She was finding it increasingly difficult to breathe. In
spite of her confident words to Helen, it did seem as if they were using up the available oxygen faster than-it was able to penetrate the blocked entrance. Her mouth was agonisingly dry too, and she had to close her mind to thoughts of tall jugs of cool liquid, clinking with ice cubes.
She leaned her head back against the unyielding rock and closed her eyes. It couldn't do any harm—just for a while. She was feeling so drowsy, and the most disturbing pictures kept forcing themselves through the darkness, like a kaleidoscope of flickering images inside her weary eyelids.
She dreamed that she was dead and lying in the darkness while lumps of earth thudded down on the coffin. She tried to scream to them to stop, that she was still alive, but her throat was too parched and no words came out.
There was a baby in her arms, a boy with Troy's dark eyes who cried and cried and would not stop no matter how much she rocked him in her arms and tried to soothe him, and then it seemed that she herself was the baby, and it was her turn to be carried in someone's arms, high against their heart. It was safe in these arms. Some time—long ago—she had longed to be safe. Longed for high walls around her. Now all she wanted was to break down these walls that surrounded her, smothering her. She tried to cry out, to lash out and destroy them with her fists, but she did not have the strength and her limbs would not obey her, and somewhere the great golden ball of the sun was swinging in a wide, giddying arc that hurt her eyes and sent the helpless tears pouring down her face and over her dry, grateful lips.
It was not the sun that was shining in her eyes, she realised as she opened them wincingly. It was the pendant lamp in her bedroom at the villa. Wonderingly, she stared around, realising that she was lying on her own bed covered by a sheet. Her head throbbed and, glancing down, she could see there was an efficient-looking gauze dressing on her arm. Her eye caught a movement just outside the line of vision, and she moved her head rather gingerly on the pillow, bringing it into focus.
Troy was sitting in a chair at the side of the bed, his eyes fixed on her reflectively.
`Hello,' he said unsmilingly.
`Hello,' she returned, and somehow the beating of her heart was more painful than all her cuts and bruises put together. Memory began to return. The tremor, the flight into the cave, and then the stifling darkness. She tried to sit up. 'Where's Helen?'
`The doctor is fixing her broken wrist. She's just lucky it wasn't her neck,' he added savagely.
`Oh.' Lacey subsided back against the pillows. `She—she told you, then?'
`Yes, she told me. If she'd told me days ago, none of this need have happened.'
She made a pathetic attempt at a smile. `The earthquake would still have happened.'
'I didn't mean that,' he returned abruptly, and silence descended between them.

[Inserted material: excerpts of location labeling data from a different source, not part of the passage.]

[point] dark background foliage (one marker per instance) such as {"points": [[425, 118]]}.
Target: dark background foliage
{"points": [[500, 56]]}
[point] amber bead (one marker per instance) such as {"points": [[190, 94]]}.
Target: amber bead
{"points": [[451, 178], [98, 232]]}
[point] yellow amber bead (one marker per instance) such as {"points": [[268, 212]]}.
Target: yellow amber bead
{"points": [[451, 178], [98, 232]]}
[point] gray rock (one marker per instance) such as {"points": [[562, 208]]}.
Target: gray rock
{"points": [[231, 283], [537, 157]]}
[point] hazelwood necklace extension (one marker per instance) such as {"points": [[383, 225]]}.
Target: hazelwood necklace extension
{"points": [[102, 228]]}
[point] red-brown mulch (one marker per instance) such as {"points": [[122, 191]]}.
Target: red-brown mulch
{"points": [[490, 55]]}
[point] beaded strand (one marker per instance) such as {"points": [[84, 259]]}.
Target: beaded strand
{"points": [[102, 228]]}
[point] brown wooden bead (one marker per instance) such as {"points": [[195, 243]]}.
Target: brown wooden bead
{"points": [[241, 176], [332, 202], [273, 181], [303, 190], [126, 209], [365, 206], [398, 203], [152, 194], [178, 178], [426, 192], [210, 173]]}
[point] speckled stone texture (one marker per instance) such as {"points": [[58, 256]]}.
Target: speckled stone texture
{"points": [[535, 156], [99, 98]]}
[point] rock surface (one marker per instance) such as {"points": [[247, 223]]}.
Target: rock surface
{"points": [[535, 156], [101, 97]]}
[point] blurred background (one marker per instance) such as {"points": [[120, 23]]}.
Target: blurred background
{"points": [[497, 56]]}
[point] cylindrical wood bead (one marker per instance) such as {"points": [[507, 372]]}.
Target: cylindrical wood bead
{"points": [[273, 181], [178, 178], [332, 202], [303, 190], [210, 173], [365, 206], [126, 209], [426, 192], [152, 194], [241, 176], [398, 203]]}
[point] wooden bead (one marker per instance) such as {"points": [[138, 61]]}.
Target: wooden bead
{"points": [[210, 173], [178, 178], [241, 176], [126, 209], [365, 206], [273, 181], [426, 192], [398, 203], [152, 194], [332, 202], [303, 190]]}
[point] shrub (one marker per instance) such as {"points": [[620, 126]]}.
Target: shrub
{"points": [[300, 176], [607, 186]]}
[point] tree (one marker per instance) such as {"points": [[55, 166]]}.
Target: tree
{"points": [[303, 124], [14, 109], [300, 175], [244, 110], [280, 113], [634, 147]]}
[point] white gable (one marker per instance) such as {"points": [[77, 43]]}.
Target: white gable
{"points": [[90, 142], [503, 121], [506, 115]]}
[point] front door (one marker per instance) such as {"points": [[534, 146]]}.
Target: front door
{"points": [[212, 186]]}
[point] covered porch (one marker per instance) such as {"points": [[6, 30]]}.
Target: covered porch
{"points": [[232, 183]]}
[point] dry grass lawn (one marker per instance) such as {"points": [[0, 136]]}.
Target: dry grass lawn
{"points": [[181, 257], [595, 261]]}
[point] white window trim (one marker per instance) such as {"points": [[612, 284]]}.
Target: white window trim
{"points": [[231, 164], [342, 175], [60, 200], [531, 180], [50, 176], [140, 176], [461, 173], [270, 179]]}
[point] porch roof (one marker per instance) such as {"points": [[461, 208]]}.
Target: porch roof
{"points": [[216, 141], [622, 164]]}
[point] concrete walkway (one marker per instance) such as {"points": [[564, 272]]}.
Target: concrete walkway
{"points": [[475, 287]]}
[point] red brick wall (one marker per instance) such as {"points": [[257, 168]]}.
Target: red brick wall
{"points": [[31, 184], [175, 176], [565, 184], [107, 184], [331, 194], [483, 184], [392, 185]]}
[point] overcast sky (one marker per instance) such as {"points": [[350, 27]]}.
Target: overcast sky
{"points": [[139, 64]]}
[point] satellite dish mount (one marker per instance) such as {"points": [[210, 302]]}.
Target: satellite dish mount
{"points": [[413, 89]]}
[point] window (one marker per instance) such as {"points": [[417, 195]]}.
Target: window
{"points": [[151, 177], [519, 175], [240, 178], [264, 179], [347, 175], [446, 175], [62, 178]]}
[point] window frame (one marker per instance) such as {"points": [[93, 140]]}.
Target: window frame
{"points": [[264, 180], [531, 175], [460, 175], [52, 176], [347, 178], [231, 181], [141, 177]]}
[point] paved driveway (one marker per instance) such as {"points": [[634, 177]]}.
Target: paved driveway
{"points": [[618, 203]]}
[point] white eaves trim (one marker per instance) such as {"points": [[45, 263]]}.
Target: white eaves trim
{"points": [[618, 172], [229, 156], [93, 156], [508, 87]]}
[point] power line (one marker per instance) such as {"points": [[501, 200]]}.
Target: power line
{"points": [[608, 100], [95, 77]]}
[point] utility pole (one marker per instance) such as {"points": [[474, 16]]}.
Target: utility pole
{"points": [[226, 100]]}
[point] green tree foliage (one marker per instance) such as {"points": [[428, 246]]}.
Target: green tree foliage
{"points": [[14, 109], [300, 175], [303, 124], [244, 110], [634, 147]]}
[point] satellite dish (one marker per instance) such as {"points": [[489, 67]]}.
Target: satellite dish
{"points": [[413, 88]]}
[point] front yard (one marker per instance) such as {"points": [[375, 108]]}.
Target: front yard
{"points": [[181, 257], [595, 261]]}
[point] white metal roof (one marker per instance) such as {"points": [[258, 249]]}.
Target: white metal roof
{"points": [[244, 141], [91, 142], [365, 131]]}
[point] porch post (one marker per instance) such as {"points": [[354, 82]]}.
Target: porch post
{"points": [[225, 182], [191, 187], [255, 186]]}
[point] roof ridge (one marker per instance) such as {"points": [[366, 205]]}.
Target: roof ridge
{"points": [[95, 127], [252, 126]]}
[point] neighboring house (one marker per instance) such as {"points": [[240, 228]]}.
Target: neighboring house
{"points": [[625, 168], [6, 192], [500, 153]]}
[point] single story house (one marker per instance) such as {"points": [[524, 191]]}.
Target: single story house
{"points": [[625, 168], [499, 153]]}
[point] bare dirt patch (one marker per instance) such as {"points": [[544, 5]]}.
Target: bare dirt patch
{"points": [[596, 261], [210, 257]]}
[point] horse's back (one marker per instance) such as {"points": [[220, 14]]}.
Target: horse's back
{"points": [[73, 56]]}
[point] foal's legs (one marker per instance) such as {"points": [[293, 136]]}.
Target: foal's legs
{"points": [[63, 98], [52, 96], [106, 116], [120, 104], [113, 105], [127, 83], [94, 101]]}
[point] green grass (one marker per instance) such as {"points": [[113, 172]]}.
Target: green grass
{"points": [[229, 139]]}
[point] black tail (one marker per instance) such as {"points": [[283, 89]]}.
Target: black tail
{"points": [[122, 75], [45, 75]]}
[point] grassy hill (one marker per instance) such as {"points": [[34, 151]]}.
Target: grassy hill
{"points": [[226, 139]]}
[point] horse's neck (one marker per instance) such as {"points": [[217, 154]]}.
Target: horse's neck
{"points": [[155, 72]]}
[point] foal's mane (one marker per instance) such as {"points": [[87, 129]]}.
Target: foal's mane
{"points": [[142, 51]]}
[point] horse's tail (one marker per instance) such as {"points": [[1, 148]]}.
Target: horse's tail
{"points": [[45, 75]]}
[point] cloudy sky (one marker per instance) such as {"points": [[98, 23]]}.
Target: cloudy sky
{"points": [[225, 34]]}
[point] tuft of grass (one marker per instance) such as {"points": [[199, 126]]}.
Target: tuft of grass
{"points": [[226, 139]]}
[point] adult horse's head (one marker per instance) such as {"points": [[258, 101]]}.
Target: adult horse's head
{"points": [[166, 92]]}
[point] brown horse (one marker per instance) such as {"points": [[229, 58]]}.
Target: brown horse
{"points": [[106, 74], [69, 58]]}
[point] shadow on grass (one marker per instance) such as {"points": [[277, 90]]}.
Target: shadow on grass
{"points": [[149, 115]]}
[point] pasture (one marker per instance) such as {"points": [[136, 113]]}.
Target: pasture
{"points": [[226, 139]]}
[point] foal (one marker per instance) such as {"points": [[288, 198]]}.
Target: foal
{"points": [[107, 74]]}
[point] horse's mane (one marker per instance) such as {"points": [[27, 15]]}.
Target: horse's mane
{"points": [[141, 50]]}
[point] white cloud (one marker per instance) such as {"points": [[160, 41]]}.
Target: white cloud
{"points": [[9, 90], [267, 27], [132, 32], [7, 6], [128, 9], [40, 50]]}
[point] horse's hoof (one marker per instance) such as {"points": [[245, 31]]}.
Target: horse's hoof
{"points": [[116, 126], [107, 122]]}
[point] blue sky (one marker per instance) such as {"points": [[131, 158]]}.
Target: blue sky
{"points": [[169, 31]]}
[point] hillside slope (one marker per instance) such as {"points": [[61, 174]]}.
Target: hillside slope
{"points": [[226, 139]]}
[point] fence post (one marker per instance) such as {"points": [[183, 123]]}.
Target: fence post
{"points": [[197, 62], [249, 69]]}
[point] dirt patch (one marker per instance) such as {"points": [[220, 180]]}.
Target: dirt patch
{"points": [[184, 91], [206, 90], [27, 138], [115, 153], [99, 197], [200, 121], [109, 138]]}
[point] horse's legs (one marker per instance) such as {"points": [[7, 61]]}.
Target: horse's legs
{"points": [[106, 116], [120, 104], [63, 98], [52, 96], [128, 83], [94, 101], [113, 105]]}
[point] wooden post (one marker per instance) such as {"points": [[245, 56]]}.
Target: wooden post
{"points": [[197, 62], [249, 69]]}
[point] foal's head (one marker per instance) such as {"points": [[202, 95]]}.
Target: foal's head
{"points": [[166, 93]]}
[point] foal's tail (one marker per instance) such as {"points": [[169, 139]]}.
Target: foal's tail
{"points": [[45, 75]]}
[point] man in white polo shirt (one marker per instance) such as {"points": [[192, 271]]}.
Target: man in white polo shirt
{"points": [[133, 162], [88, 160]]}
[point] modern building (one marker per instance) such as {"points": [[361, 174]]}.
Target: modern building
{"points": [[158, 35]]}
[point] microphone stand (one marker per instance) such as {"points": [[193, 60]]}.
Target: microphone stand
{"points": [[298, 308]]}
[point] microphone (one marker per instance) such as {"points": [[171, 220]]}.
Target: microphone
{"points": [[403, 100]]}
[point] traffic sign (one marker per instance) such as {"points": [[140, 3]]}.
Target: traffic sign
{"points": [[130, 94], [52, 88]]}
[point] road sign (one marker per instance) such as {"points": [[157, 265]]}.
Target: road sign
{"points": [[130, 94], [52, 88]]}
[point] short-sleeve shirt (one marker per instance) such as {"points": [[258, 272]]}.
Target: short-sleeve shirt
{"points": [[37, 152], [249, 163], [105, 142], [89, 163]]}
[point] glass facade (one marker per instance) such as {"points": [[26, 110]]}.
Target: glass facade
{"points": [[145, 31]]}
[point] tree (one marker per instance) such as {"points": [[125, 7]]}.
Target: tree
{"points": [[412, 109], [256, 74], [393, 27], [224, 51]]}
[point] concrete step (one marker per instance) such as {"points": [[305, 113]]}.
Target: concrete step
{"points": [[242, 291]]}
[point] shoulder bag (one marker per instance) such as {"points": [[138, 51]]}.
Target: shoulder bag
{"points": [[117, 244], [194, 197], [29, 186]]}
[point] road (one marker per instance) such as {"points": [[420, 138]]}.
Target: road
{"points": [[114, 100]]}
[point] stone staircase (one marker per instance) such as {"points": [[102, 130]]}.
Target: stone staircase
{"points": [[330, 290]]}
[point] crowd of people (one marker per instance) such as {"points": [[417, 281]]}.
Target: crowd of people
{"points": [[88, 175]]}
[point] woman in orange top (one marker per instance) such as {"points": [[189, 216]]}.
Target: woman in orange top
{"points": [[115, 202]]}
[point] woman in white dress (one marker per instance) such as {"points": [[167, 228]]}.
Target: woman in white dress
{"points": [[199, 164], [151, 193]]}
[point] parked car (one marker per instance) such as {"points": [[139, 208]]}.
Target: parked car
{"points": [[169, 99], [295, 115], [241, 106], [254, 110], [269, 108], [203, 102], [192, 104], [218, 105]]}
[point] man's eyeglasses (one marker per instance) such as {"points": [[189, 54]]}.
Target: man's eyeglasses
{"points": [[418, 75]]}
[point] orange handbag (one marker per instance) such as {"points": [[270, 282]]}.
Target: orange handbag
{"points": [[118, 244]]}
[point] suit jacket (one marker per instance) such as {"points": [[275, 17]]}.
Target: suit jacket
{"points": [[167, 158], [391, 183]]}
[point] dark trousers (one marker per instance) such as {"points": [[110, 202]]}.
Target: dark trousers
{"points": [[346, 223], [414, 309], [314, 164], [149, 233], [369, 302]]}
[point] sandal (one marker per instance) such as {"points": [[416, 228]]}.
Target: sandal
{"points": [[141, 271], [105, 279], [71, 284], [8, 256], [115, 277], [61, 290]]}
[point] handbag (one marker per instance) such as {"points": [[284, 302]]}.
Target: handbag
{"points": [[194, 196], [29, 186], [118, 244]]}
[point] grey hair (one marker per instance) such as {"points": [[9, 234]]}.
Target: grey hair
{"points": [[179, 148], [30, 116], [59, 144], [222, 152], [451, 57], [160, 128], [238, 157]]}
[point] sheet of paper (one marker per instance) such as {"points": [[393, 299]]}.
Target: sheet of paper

`How did you find us?' she said at last.
`You'd left your sandals on the beach. Then I remembered the cave. I used to play there when I was a boy. We saw there'd been a rock fall and we couldn't shift it ourselves. We sent to the village and men came with ropes and dragged it away enough for us to get in. It took—a long time.' He shut his eyes for a moment as if he was trying to block out a disturbing memory. `We didn't know what had happened—if you were there, even. But it seemed the only answer. I just didn't know whether we were going to be in time—whether you'd been able to breathe.' He paused. `Helen was asleep—a bit delirious but asleep, but you were unconscious.'
He looked at her, and there was agony in his eyes. 'Pethi mou, I thought you were dead.'
`I thought so too for a while,' she told him candidly. `Then I dreamed I was a child again, and someone was carrying me.'
`I was carrying' you,' he said quietly, and there was another long silence. Then he said abruptly, 'Are you seriously suggesting that Helen should go away to this school of yours?'
`Yes,' she looked at him, tenderly noting the weariness in his face, the lines of strain around his eyes and mouth. 'The nuns are good women. They'll know how to handle her.'
`They'll need to be saints to do that,' he said, and smiled faintly for the first time. `Do they have special classes for adolescent blackmailers. You know the details of the scheme she had hatched up with Kent?'
`Yes—but I do believe she tried to protect me from him at the end. He told me she'd grown to like me.' Her eyes sought his. 'Troy, what will happen about those pictures?'
`Ah,' he said meditatively. 'I'm afraid our photographer friend had a little ill fortune. He had chartered one of the fishing boats to take him to Corfu and he had an accident while he was transferring his equipment from the harbour wall to the deck.'
Lacey's lips quivered involuntarily. `Did—did he lose anything of value?'
`I'm afraid he must have done. According to Stephanos, who saw the whole thing, it took two of the men to hold him from jumping in as well.'
Lacey sighed. `So they're all at the bottom of the harbour?'
'Judging by his reaction, they are—all except for the set he gave me, and they are locked in my safe.'
She flushed a little. 'I thought you would have torn them up—burned them, even.'
`Why destroy a work of art? Besides, they will serve as a reminder.'
`Of what?' She looked at him shyly.
'Of the fact that I am as apt to jump to the wrong conclusions as other mortals,' he returned. `Did you think I kept them to remind me how beautiful you are, Lacey mou? I need no photographs for that. I carry your image in my heart.'
There was another silence while she sought unavailingly for an adequate rejoinder, but there did not seem to be one and she said instead, 'What will happen to Evan now?'
`I haven't the least idea. Once the other prints and negatives were at the bottom of the harbour, he ceased to hold
much interest for me. I imagine he has done what he intended and sailed for Corfu.' He paused and a note of irony entered his voice. 'Perhaps he and your stepmother will drown their sorrows together. They should have a great deal in common.'
Lacey stole a glance at her husband, but his expression was unreadable.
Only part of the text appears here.